Property Redevelopment
Property redevelopment is a term used to describe the process of buying and then altering a buildings current condition.
You could be looking at modernizing an old town house or even returning a property to its original design of build and condition. Redevelopment often entails using original period features, which can increase the value of the property greatly. Once the property redevelopment is complete it can be placed back on the market for a resale, the property will now be habitable and freshly decorated and the sale of the property should make you a tidy profit, which could if you wish then be used to purchase your next property development project.

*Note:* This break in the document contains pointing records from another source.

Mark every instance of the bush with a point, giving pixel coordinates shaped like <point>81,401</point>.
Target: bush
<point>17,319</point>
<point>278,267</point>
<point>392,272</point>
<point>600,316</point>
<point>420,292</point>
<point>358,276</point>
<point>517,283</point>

If you are looking at property development as a way of investing capital, then you should have a professional approach, buying to let can ensure that your investment will grow whilst still having some income to help pay off any financial commitments on the property. When developing property ensure you are aware of all the requirements needed, approach the development logically and have a suitable plan, this will save you time and money.
Property Valuation
A property valuation is a quick survey of a building by a surveyor, with the purpose of assessing its value and worth. The valuation is important to the lender as they use this valuation to determine how much mortgage is worth lending on a property. The potential borrower is the one who pays for the property valuation, a surveyor will look around the property as well as find out what properties in near vicinity have sold for. They will be able to judge whether the property is in line with its neighbours as far as value is concerned.
The greater the value of the property the higher the valuation costs will be, the lower the value of the property the lower the valuation costs.